12.33
Monasterio Nuestra Señora De Los Angeles / Monjas Dominicas
Mare de Deu del Roser, 2.
Sant Cugat.
Rising at 06.15. In the shower: an insight & sense of connection to the informal yesterday-late SSG I observation, connecting to my experience as a young player working in popular culture at the end of the 1960s & early 1970s.
Morning Sitting at 07.15, many of the Beginners absent.
Breakfast at 08.00; Silence visited c. 08.22 & was accepted for a while.
A Personal Meeting with a Staff member; followed by a meeting of the SSG I.
Kitchen Team meeting at 09.30 for comments & observations. Several suggestions in response to the question asked at the first Kitchen Team meeting last Friday: why is the beginning important? My own answer: because the quality of affirmation significantly determines the unfolding of the process. A strong affirmation can’t guarantee the completion of a process, but it can get us halfway.
T’ai chi at 10.00.
Personal meetings with Beginners at 10.30.
The fourth mosquito bite of this course has just appeared on the little finger of my left hand.

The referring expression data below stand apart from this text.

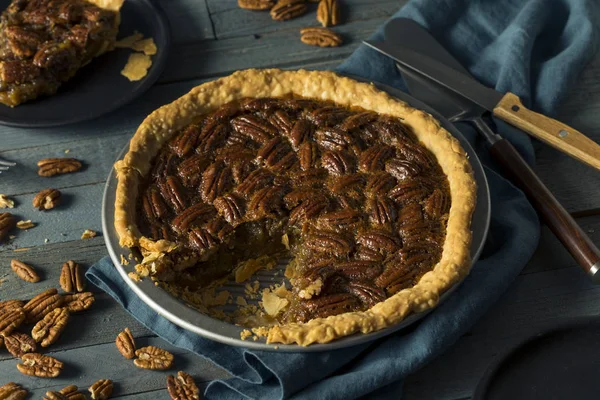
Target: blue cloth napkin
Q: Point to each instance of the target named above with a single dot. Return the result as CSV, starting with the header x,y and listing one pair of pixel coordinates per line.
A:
x,y
533,48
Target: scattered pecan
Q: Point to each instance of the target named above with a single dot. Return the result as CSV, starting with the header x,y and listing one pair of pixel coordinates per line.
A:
x,y
50,327
101,389
328,13
321,37
55,166
18,343
70,277
288,9
256,4
47,199
126,344
11,319
24,271
36,308
72,392
78,301
12,391
151,357
10,304
35,364
7,223
182,387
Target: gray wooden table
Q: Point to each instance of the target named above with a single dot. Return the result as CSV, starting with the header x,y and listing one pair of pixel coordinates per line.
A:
x,y
213,38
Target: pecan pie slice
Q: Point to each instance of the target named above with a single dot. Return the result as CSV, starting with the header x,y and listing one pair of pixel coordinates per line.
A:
x,y
371,198
43,43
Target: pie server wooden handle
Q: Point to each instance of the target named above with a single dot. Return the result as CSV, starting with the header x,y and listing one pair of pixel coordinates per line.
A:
x,y
548,130
566,229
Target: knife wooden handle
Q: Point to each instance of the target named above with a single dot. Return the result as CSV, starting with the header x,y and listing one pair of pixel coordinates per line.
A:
x,y
575,240
551,131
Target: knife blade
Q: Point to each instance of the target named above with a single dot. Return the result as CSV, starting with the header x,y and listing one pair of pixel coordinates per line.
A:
x,y
507,107
408,33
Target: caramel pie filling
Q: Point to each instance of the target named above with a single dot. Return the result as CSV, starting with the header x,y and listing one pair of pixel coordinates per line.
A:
x,y
44,42
360,203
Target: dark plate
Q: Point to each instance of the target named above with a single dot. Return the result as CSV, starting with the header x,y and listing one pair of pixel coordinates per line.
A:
x,y
560,361
179,313
99,87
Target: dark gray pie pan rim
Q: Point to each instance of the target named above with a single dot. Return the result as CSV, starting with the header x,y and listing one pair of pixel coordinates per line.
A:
x,y
176,311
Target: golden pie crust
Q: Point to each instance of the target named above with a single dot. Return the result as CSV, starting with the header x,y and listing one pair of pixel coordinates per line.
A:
x,y
160,126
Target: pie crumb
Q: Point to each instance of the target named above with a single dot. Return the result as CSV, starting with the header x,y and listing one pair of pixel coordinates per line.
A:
x,y
136,67
25,224
5,202
88,234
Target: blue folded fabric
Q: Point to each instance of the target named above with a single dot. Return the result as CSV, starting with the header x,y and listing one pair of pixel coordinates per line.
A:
x,y
533,48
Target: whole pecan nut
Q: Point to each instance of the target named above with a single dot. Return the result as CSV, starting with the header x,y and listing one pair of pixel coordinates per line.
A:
x,y
182,387
7,223
10,320
126,344
51,326
70,277
19,343
288,9
72,392
101,389
151,357
12,391
24,271
55,166
321,37
35,364
76,302
256,4
46,199
37,308
328,12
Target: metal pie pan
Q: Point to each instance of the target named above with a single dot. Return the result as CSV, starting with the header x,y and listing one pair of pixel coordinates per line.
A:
x,y
178,312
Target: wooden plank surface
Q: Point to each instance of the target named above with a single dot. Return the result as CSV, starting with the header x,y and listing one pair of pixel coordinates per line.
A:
x,y
212,38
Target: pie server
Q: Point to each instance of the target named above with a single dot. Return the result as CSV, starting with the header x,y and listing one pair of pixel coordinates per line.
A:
x,y
439,86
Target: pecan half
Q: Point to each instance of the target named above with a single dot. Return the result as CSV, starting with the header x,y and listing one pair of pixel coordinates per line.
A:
x,y
256,4
231,207
329,243
254,127
11,319
216,179
151,357
308,154
72,392
382,210
12,391
288,9
55,166
321,37
47,199
35,364
50,327
126,344
101,389
182,387
18,343
192,216
10,304
7,223
24,271
328,13
78,301
36,308
70,277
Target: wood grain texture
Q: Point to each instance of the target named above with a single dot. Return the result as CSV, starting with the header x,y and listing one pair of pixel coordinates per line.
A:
x,y
548,130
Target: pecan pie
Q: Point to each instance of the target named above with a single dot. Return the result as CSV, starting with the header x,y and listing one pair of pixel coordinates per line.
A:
x,y
372,197
43,43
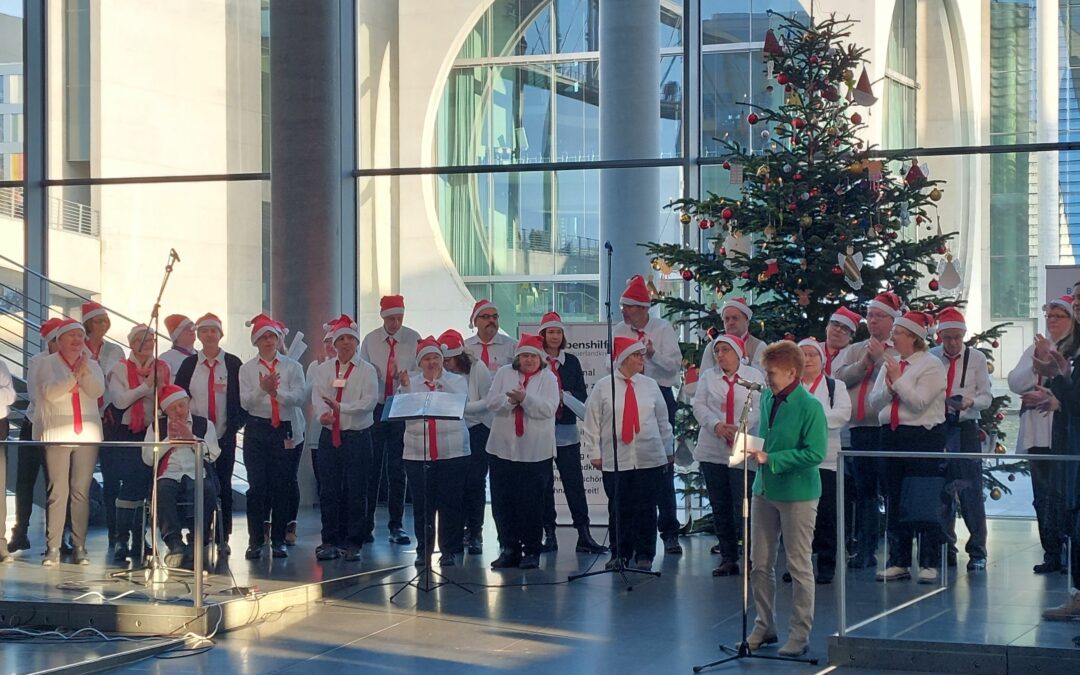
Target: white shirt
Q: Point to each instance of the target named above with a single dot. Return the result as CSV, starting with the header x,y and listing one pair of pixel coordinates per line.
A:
x,y
976,385
836,416
650,447
124,396
200,385
451,435
289,388
56,413
179,460
850,367
500,350
359,396
666,360
375,350
1036,427
480,383
539,405
710,409
920,391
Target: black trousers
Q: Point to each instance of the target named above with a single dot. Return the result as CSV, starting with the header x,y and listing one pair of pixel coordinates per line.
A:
x,y
389,440
667,523
824,528
915,440
635,511
725,489
517,503
173,517
475,482
966,482
31,460
342,486
437,495
268,464
568,460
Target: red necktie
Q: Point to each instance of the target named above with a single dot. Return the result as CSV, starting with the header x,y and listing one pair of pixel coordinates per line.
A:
x,y
336,428
520,412
391,369
432,436
894,414
631,420
76,403
274,408
211,392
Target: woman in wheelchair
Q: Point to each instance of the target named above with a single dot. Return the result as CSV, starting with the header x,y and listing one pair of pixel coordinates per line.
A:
x,y
176,472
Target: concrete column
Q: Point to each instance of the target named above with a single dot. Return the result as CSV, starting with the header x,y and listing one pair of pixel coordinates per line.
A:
x,y
630,129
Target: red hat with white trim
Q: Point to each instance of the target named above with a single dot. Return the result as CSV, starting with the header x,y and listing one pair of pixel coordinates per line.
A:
x,y
481,305
261,324
847,319
92,309
625,347
210,320
170,394
950,318
888,302
529,345
451,342
636,293
428,346
341,326
551,320
734,342
741,305
175,324
918,323
391,306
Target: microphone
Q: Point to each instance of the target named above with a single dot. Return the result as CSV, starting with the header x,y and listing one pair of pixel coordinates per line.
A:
x,y
748,385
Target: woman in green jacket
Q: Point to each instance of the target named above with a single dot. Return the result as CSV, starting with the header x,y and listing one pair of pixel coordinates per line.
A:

13.55 Lunch: Silence visited at 13.05 and was put aside for wittering. The voice that has wittered reliably & constantly through the course on all meals, and is often the first voice to present a comment, wittered on, reliably & constantly.
At 13.25 silence returned with suddenness, and was accepted. The owner of the voice that has wittered reliably & constantly throughout the course was outside the room at the time, and returned to a room embracing Silence.
Seconds were offered.
The fifth mosquito bite has appeared, on my right lower leg.
17.04 Meeting with The LCG4 at 15.15.
Tea with stunning halva & Turkish delight, coffee & hot milk. Very tasty & most welcome.
Ta’I chi at 16.30.
Personal meetings at 17.10.
Quiet Time at 18.30.
20.33 Once again the top table noticed that desserts were larger on the second wave of delivery; and once again seconds on the top table made up for the niggardly first wave, of flan.
Silence visited dinner c. 19.22 and, after a few minutes of reliable & constant wittering, was allowed in.
The Beginners have mounted a security person in the ballroom…
21.56 A fun & mostly spirited performance lasting c. 30 minutes. Noisy good humour from the audience, often louder than the performers. My sense was, the audience were the performance.
The audience sat on in silence after the performers left the ballroom.
22.34 Some expression of concern, was voiced in the lower corridors of the ground floor, that something was lost because of the audience’s behaviour. My opinion was solicited and, yes, I agree. The qualitative aspects of the role of heckler are not very much honoured at GC House Performances, where audience high spirits are often expressed in various forms of humourful disruption. I associate these exuberant audient practices with a strong Argentinian presence on courses.
The early courses in Argentina set new levels of audient participation, adding peeled soft fruit to the staple fare of peanuts; and an extended repertoire of gags (such as metronomes, cellphones, torches, pulled power cables, de-tuned strings & sing-along) to disappearing chairs.
But at this particular performance, nothing was thrown (that I saw).